Below we calculate the feature importance values for our model using the importance() function from the randomForest package, which uses the following syntax:

Syntax

randomForest::importance(x, type = NULL)

  • Required arguments

    • x: An model object created using randomForest().

  • Optional arguments

    • type: Either 1 or 2, specifying the type of importance measure (1=mean decrease in accuracy, 2=mean decrease in node impurity). We will use type=1.

importance(modelRF, type = 1)
MeanDecreaseAccuracy
account_length -0.47729943
international_plan 87.39624108
voice_mail_plan 20.26310596
number_vmail_messages 17.67656001
total_day_minutes110.09831875
total_day_calls -0.05817529
total_night_minutes 12.39616037
total_night_calls 0.12769754
total_intl_minutes 33.71525081
total_intl_calls 45.34214846
total_intl_charge 32.46538656
number_customer_service_calls 88.29258620

This output indicates that total_day_minutes is the most important predictive feature in the model, followed by international_plan, then number_customer_service_calls, etc.

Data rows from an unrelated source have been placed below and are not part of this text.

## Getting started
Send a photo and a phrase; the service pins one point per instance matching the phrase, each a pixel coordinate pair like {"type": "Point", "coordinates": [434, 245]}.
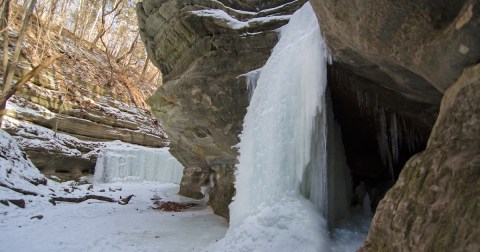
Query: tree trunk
{"type": "Point", "coordinates": [12, 66]}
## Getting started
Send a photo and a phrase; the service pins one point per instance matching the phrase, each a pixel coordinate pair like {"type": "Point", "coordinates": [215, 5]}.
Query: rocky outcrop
{"type": "Point", "coordinates": [434, 204]}
{"type": "Point", "coordinates": [205, 50]}
{"type": "Point", "coordinates": [412, 47]}
{"type": "Point", "coordinates": [393, 62]}
{"type": "Point", "coordinates": [84, 97]}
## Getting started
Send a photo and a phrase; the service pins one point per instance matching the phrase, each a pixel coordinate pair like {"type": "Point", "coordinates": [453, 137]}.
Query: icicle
{"type": "Point", "coordinates": [135, 163]}
{"type": "Point", "coordinates": [252, 78]}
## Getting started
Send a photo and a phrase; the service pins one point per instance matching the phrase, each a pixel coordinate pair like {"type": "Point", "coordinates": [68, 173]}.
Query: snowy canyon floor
{"type": "Point", "coordinates": [100, 226]}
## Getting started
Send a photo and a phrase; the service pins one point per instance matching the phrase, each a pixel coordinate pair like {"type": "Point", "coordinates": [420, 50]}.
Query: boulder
{"type": "Point", "coordinates": [434, 206]}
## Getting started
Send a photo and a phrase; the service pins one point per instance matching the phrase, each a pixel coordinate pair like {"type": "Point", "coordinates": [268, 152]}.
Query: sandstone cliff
{"type": "Point", "coordinates": [206, 50]}
{"type": "Point", "coordinates": [79, 96]}
{"type": "Point", "coordinates": [410, 53]}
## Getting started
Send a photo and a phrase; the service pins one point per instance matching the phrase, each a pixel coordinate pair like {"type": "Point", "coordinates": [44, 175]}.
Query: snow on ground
{"type": "Point", "coordinates": [100, 226]}
{"type": "Point", "coordinates": [237, 24]}
{"type": "Point", "coordinates": [95, 225]}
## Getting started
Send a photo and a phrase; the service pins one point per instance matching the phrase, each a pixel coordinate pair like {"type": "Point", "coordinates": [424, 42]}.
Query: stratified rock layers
{"type": "Point", "coordinates": [419, 50]}
{"type": "Point", "coordinates": [204, 48]}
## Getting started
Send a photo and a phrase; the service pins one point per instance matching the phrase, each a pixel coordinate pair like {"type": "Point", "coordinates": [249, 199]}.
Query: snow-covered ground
{"type": "Point", "coordinates": [100, 226]}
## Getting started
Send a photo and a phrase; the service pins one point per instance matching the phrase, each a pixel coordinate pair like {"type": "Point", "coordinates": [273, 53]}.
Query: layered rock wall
{"type": "Point", "coordinates": [82, 96]}
{"type": "Point", "coordinates": [205, 49]}
{"type": "Point", "coordinates": [434, 206]}
{"type": "Point", "coordinates": [411, 53]}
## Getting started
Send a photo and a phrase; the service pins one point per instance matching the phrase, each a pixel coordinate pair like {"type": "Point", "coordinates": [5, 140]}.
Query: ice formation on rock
{"type": "Point", "coordinates": [135, 163]}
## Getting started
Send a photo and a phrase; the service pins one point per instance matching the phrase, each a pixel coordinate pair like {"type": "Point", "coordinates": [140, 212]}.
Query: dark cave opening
{"type": "Point", "coordinates": [381, 129]}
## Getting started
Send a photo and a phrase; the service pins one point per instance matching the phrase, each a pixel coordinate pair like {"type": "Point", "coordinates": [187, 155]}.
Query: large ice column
{"type": "Point", "coordinates": [136, 163]}
{"type": "Point", "coordinates": [283, 131]}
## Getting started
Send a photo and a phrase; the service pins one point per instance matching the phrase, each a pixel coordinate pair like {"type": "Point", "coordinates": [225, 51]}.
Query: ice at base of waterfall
{"type": "Point", "coordinates": [100, 226]}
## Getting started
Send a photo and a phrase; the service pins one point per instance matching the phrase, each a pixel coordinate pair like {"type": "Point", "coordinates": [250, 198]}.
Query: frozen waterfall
{"type": "Point", "coordinates": [284, 180]}
{"type": "Point", "coordinates": [131, 163]}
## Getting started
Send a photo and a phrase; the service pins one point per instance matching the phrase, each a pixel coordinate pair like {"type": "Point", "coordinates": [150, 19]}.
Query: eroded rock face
{"type": "Point", "coordinates": [434, 206]}
{"type": "Point", "coordinates": [412, 47]}
{"type": "Point", "coordinates": [393, 61]}
{"type": "Point", "coordinates": [80, 97]}
{"type": "Point", "coordinates": [204, 49]}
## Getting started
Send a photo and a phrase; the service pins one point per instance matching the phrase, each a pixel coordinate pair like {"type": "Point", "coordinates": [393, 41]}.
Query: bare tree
{"type": "Point", "coordinates": [9, 88]}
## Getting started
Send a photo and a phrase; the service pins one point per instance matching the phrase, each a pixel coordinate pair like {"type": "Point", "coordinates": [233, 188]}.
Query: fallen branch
{"type": "Point", "coordinates": [170, 206]}
{"type": "Point", "coordinates": [95, 197]}
{"type": "Point", "coordinates": [125, 201]}
{"type": "Point", "coordinates": [84, 198]}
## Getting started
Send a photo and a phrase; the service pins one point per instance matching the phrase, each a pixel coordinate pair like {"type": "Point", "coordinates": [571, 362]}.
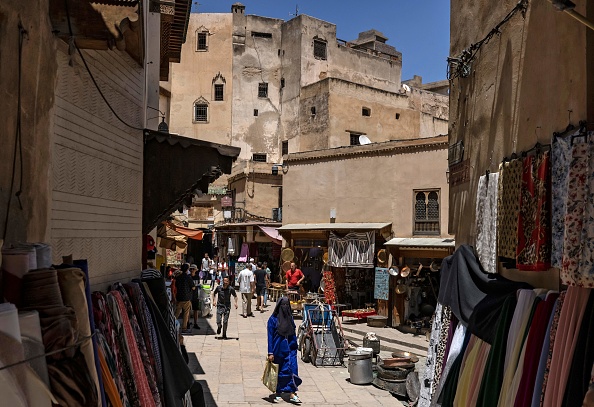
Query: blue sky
{"type": "Point", "coordinates": [420, 29]}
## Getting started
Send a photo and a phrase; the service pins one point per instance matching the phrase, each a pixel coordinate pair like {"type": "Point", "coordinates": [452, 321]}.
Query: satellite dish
{"type": "Point", "coordinates": [364, 140]}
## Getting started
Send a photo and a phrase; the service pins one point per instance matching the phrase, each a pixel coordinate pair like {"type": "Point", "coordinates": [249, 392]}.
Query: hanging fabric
{"type": "Point", "coordinates": [508, 209]}
{"type": "Point", "coordinates": [486, 221]}
{"type": "Point", "coordinates": [534, 227]}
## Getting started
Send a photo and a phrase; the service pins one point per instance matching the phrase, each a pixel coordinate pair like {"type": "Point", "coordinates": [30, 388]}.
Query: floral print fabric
{"type": "Point", "coordinates": [508, 208]}
{"type": "Point", "coordinates": [486, 221]}
{"type": "Point", "coordinates": [534, 224]}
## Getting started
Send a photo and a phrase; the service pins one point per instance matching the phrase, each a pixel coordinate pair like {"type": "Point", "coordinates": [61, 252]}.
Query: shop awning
{"type": "Point", "coordinates": [333, 226]}
{"type": "Point", "coordinates": [272, 233]}
{"type": "Point", "coordinates": [174, 168]}
{"type": "Point", "coordinates": [422, 242]}
{"type": "Point", "coordinates": [188, 232]}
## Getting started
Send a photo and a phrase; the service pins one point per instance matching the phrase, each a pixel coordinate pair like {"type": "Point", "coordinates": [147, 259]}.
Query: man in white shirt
{"type": "Point", "coordinates": [246, 288]}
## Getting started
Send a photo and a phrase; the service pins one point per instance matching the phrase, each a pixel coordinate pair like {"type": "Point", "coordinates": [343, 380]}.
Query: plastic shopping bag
{"type": "Point", "coordinates": [270, 376]}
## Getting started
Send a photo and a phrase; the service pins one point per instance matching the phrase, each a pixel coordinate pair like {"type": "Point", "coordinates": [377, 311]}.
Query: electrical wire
{"type": "Point", "coordinates": [18, 144]}
{"type": "Point", "coordinates": [73, 44]}
{"type": "Point", "coordinates": [460, 66]}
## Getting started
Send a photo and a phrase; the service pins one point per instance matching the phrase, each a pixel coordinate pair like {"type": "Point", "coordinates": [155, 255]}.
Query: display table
{"type": "Point", "coordinates": [359, 314]}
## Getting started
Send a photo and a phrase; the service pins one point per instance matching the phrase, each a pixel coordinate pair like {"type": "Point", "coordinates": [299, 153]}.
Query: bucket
{"type": "Point", "coordinates": [359, 367]}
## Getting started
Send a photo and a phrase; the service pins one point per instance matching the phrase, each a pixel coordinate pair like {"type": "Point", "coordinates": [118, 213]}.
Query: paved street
{"type": "Point", "coordinates": [230, 371]}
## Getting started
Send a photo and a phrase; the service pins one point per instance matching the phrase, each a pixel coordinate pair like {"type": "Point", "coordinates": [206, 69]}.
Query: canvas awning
{"type": "Point", "coordinates": [174, 168]}
{"type": "Point", "coordinates": [272, 233]}
{"type": "Point", "coordinates": [422, 242]}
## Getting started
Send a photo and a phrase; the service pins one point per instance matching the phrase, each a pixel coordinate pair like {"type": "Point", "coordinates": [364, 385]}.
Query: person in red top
{"type": "Point", "coordinates": [294, 278]}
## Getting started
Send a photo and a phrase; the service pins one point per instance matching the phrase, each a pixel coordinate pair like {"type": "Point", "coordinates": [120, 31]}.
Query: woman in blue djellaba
{"type": "Point", "coordinates": [282, 349]}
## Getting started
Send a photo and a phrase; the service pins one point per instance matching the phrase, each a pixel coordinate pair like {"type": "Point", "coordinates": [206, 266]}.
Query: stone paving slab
{"type": "Point", "coordinates": [230, 370]}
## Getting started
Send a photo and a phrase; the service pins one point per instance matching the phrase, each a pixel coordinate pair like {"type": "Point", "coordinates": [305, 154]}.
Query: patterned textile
{"type": "Point", "coordinates": [356, 249]}
{"type": "Point", "coordinates": [574, 262]}
{"type": "Point", "coordinates": [560, 161]}
{"type": "Point", "coordinates": [428, 382]}
{"type": "Point", "coordinates": [441, 347]}
{"type": "Point", "coordinates": [486, 221]}
{"type": "Point", "coordinates": [552, 336]}
{"type": "Point", "coordinates": [141, 383]}
{"type": "Point", "coordinates": [534, 250]}
{"type": "Point", "coordinates": [508, 208]}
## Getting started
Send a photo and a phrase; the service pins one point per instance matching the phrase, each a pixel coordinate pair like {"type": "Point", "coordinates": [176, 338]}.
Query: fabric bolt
{"type": "Point", "coordinates": [585, 278]}
{"type": "Point", "coordinates": [428, 380]}
{"type": "Point", "coordinates": [583, 359]}
{"type": "Point", "coordinates": [147, 362]}
{"type": "Point", "coordinates": [552, 337]}
{"type": "Point", "coordinates": [122, 352]}
{"type": "Point", "coordinates": [534, 222]}
{"type": "Point", "coordinates": [544, 352]}
{"type": "Point", "coordinates": [560, 162]}
{"type": "Point", "coordinates": [464, 284]}
{"type": "Point", "coordinates": [141, 381]}
{"type": "Point", "coordinates": [72, 287]}
{"type": "Point", "coordinates": [486, 221]}
{"type": "Point", "coordinates": [533, 349]}
{"type": "Point", "coordinates": [508, 208]}
{"type": "Point", "coordinates": [494, 366]}
{"type": "Point", "coordinates": [177, 377]}
{"type": "Point", "coordinates": [570, 321]}
{"type": "Point", "coordinates": [454, 351]}
{"type": "Point", "coordinates": [576, 197]}
{"type": "Point", "coordinates": [515, 353]}
{"type": "Point", "coordinates": [448, 393]}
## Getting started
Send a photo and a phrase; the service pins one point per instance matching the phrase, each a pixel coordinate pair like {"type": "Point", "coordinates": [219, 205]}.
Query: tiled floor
{"type": "Point", "coordinates": [230, 370]}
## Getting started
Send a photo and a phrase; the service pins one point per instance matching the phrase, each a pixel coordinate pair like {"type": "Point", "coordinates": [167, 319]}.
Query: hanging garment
{"type": "Point", "coordinates": [529, 361]}
{"type": "Point", "coordinates": [493, 374]}
{"type": "Point", "coordinates": [560, 162]}
{"type": "Point", "coordinates": [428, 382]}
{"type": "Point", "coordinates": [576, 197]}
{"type": "Point", "coordinates": [456, 348]}
{"type": "Point", "coordinates": [486, 221]}
{"type": "Point", "coordinates": [544, 354]}
{"type": "Point", "coordinates": [570, 321]}
{"type": "Point", "coordinates": [508, 208]}
{"type": "Point", "coordinates": [464, 285]}
{"type": "Point", "coordinates": [356, 249]}
{"type": "Point", "coordinates": [534, 227]}
{"type": "Point", "coordinates": [583, 359]}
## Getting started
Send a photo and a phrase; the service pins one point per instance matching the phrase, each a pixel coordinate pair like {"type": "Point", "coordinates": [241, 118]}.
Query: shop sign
{"type": "Point", "coordinates": [382, 284]}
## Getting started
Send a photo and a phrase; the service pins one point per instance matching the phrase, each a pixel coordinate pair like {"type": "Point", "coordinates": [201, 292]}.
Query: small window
{"type": "Point", "coordinates": [285, 147]}
{"type": "Point", "coordinates": [201, 43]}
{"type": "Point", "coordinates": [219, 92]}
{"type": "Point", "coordinates": [201, 112]}
{"type": "Point", "coordinates": [261, 35]}
{"type": "Point", "coordinates": [263, 90]}
{"type": "Point", "coordinates": [259, 158]}
{"type": "Point", "coordinates": [319, 49]}
{"type": "Point", "coordinates": [426, 207]}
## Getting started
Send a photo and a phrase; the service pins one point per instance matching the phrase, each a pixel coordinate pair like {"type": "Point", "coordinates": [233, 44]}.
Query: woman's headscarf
{"type": "Point", "coordinates": [284, 316]}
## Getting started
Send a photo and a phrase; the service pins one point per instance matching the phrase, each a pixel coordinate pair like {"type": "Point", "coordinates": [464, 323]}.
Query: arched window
{"type": "Point", "coordinates": [201, 110]}
{"type": "Point", "coordinates": [426, 213]}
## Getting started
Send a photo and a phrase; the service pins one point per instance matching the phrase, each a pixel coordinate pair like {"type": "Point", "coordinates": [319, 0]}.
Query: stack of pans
{"type": "Point", "coordinates": [397, 375]}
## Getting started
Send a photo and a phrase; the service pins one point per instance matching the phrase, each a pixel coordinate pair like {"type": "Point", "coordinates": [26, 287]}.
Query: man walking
{"type": "Point", "coordinates": [246, 288]}
{"type": "Point", "coordinates": [222, 301]}
{"type": "Point", "coordinates": [294, 278]}
{"type": "Point", "coordinates": [184, 286]}
{"type": "Point", "coordinates": [261, 281]}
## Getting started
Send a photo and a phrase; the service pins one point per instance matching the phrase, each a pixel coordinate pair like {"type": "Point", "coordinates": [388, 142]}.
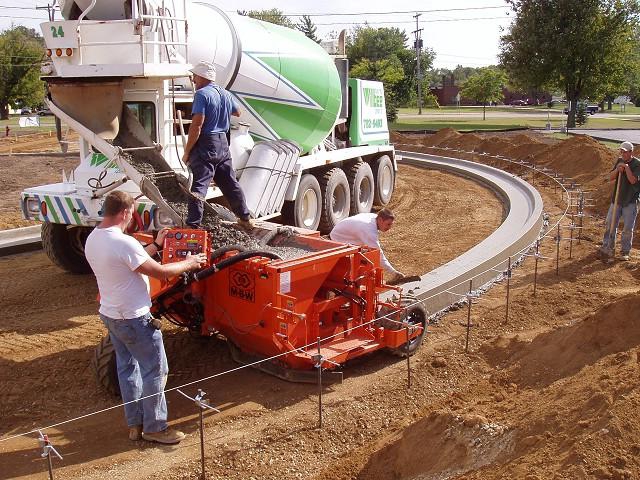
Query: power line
{"type": "Point", "coordinates": [404, 12]}
{"type": "Point", "coordinates": [410, 21]}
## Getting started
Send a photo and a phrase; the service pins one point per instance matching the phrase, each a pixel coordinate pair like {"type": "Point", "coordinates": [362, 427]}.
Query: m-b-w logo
{"type": "Point", "coordinates": [242, 285]}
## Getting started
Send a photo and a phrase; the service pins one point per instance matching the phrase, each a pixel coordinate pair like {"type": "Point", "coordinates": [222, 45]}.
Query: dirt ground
{"type": "Point", "coordinates": [550, 392]}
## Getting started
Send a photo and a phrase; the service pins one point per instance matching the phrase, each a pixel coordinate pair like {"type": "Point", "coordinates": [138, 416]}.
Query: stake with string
{"type": "Point", "coordinates": [202, 406]}
{"type": "Point", "coordinates": [47, 448]}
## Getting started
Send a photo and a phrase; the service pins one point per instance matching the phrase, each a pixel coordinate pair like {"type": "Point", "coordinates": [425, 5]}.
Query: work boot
{"type": "Point", "coordinates": [246, 224]}
{"type": "Point", "coordinates": [135, 433]}
{"type": "Point", "coordinates": [168, 436]}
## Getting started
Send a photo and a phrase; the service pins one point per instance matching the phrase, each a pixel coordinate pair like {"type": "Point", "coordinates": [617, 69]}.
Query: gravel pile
{"type": "Point", "coordinates": [223, 234]}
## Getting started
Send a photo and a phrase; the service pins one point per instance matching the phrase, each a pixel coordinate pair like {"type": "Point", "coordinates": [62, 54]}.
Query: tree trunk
{"type": "Point", "coordinates": [571, 118]}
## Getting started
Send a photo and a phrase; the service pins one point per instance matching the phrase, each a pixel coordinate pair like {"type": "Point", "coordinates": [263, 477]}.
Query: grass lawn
{"type": "Point", "coordinates": [47, 124]}
{"type": "Point", "coordinates": [466, 124]}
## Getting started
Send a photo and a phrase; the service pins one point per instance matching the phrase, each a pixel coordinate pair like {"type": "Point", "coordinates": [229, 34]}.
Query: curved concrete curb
{"type": "Point", "coordinates": [19, 240]}
{"type": "Point", "coordinates": [489, 259]}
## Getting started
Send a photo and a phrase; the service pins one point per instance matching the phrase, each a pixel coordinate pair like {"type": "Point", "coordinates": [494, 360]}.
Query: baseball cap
{"type": "Point", "coordinates": [206, 70]}
{"type": "Point", "coordinates": [626, 146]}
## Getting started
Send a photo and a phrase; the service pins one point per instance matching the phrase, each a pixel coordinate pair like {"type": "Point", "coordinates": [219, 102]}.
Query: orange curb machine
{"type": "Point", "coordinates": [324, 301]}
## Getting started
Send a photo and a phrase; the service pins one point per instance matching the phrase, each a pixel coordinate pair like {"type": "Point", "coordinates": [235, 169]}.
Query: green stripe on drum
{"type": "Point", "coordinates": [72, 209]}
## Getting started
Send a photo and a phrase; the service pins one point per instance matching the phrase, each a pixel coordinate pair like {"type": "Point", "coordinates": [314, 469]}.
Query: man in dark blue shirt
{"type": "Point", "coordinates": [207, 150]}
{"type": "Point", "coordinates": [624, 205]}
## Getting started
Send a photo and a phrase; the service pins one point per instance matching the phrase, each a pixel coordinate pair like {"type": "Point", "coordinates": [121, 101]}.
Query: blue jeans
{"type": "Point", "coordinates": [142, 370]}
{"type": "Point", "coordinates": [628, 214]}
{"type": "Point", "coordinates": [210, 160]}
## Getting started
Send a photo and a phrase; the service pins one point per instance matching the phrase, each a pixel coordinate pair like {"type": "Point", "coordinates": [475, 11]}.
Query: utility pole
{"type": "Point", "coordinates": [418, 46]}
{"type": "Point", "coordinates": [51, 10]}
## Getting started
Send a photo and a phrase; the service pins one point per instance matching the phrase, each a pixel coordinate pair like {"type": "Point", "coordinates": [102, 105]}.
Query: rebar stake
{"type": "Point", "coordinates": [318, 365]}
{"type": "Point", "coordinates": [466, 347]}
{"type": "Point", "coordinates": [506, 315]}
{"type": "Point", "coordinates": [202, 406]}
{"type": "Point", "coordinates": [535, 271]}
{"type": "Point", "coordinates": [571, 238]}
{"type": "Point", "coordinates": [408, 359]}
{"type": "Point", "coordinates": [47, 448]}
{"type": "Point", "coordinates": [558, 251]}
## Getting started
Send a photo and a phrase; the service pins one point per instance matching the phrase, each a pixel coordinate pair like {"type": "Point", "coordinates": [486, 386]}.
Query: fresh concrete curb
{"type": "Point", "coordinates": [20, 240]}
{"type": "Point", "coordinates": [488, 260]}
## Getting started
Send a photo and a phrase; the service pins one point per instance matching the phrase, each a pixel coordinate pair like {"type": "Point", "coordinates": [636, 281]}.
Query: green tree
{"type": "Point", "coordinates": [485, 86]}
{"type": "Point", "coordinates": [272, 15]}
{"type": "Point", "coordinates": [384, 56]}
{"type": "Point", "coordinates": [580, 47]}
{"type": "Point", "coordinates": [21, 54]}
{"type": "Point", "coordinates": [307, 27]}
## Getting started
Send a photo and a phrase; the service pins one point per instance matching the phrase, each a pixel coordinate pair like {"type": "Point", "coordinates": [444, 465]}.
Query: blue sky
{"type": "Point", "coordinates": [463, 32]}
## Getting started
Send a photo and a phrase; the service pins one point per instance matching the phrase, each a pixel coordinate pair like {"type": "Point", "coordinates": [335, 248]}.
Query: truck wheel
{"type": "Point", "coordinates": [412, 312]}
{"type": "Point", "coordinates": [64, 245]}
{"type": "Point", "coordinates": [304, 212]}
{"type": "Point", "coordinates": [336, 199]}
{"type": "Point", "coordinates": [385, 180]}
{"type": "Point", "coordinates": [361, 187]}
{"type": "Point", "coordinates": [104, 364]}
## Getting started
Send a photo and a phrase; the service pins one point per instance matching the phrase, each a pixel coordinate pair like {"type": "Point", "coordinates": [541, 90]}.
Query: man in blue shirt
{"type": "Point", "coordinates": [207, 150]}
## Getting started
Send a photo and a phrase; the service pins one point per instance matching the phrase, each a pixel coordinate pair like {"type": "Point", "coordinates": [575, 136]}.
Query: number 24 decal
{"type": "Point", "coordinates": [57, 32]}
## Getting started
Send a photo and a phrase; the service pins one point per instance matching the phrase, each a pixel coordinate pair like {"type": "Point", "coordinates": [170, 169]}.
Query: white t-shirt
{"type": "Point", "coordinates": [113, 257]}
{"type": "Point", "coordinates": [361, 229]}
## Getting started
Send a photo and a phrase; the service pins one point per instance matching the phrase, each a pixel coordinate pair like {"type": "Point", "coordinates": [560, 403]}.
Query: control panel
{"type": "Point", "coordinates": [180, 242]}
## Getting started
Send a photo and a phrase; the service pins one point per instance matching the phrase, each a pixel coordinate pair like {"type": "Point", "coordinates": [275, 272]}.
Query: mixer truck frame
{"type": "Point", "coordinates": [311, 145]}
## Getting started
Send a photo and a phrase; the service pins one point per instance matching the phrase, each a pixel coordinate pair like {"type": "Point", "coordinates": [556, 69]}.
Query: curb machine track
{"type": "Point", "coordinates": [488, 260]}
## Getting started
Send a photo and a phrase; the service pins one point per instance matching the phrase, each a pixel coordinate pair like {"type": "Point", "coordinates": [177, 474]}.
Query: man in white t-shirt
{"type": "Point", "coordinates": [122, 266]}
{"type": "Point", "coordinates": [362, 229]}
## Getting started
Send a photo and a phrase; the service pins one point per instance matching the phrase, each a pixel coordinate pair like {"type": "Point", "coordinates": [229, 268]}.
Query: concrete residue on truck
{"type": "Point", "coordinates": [311, 145]}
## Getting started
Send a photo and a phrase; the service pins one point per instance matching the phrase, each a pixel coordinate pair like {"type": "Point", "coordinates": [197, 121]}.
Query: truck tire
{"type": "Point", "coordinates": [415, 314]}
{"type": "Point", "coordinates": [104, 364]}
{"type": "Point", "coordinates": [64, 245]}
{"type": "Point", "coordinates": [361, 186]}
{"type": "Point", "coordinates": [336, 199]}
{"type": "Point", "coordinates": [305, 211]}
{"type": "Point", "coordinates": [385, 178]}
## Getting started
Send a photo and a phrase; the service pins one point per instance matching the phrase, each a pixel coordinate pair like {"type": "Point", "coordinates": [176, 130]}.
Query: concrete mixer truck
{"type": "Point", "coordinates": [312, 144]}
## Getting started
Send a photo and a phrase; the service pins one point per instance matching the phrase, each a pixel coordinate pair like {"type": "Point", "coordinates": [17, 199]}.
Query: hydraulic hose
{"type": "Point", "coordinates": [207, 272]}
{"type": "Point", "coordinates": [218, 252]}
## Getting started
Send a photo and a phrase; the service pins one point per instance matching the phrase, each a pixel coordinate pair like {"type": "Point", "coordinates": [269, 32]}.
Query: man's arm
{"type": "Point", "coordinates": [372, 239]}
{"type": "Point", "coordinates": [631, 175]}
{"type": "Point", "coordinates": [195, 128]}
{"type": "Point", "coordinates": [154, 269]}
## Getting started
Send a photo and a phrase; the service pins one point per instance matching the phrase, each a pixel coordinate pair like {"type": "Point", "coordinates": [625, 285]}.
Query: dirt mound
{"type": "Point", "coordinates": [585, 160]}
{"type": "Point", "coordinates": [444, 137]}
{"type": "Point", "coordinates": [564, 352]}
{"type": "Point", "coordinates": [440, 446]}
{"type": "Point", "coordinates": [579, 157]}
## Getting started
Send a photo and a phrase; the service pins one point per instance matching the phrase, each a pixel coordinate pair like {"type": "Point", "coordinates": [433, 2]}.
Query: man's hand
{"type": "Point", "coordinates": [196, 261]}
{"type": "Point", "coordinates": [161, 235]}
{"type": "Point", "coordinates": [395, 277]}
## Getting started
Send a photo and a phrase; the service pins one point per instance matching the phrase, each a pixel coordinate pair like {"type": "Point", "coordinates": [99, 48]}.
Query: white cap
{"type": "Point", "coordinates": [205, 70]}
{"type": "Point", "coordinates": [626, 146]}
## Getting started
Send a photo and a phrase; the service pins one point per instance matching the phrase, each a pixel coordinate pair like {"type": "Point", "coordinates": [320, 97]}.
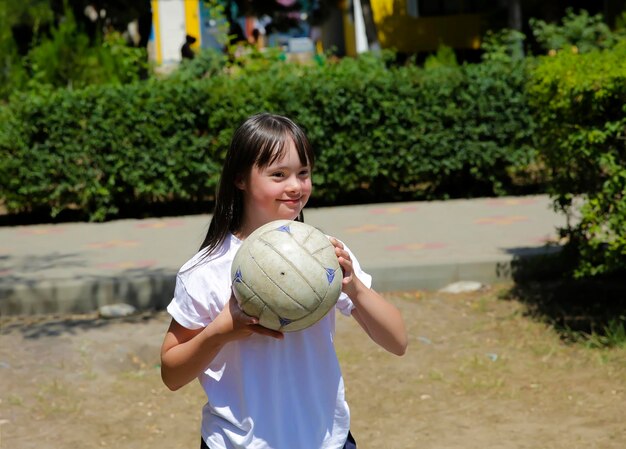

9.2.2. Tuning Hyperparameters

For random forest we can use cross validation to tune the hyperparameter \(m\), or the number of independent features randomly sampled as candidates at each split. As with the other models in this chapter, we can do this with the train() function from the caret package. Note that for random forest, we set method to "rf".

set.seed(972945)
rfCV <- train(churn ~ ., 
                 data = churn,
                 method = "rf", 
                 trControl = cvConditions)

rfCV
Random Forest 

3400 samples
  12 predictor
   2 classes: 'churn', 'no churn' 

No pre-processing
Resampling: Cross-Validated (5 fold) 
Summary of sample sizes: 2719, 2721, 2719, 2720, 2721 
Resampling results across tuning parameters:

  mtry  Accuracy   Kappa    
   2    0.9258848  0.6484207
   7    0.9344173  0.7069461
  12    0.9320622  0.6964866

Accuracy was used to select the optimal model using the largest value.
The final value used for the model was mtry = 7.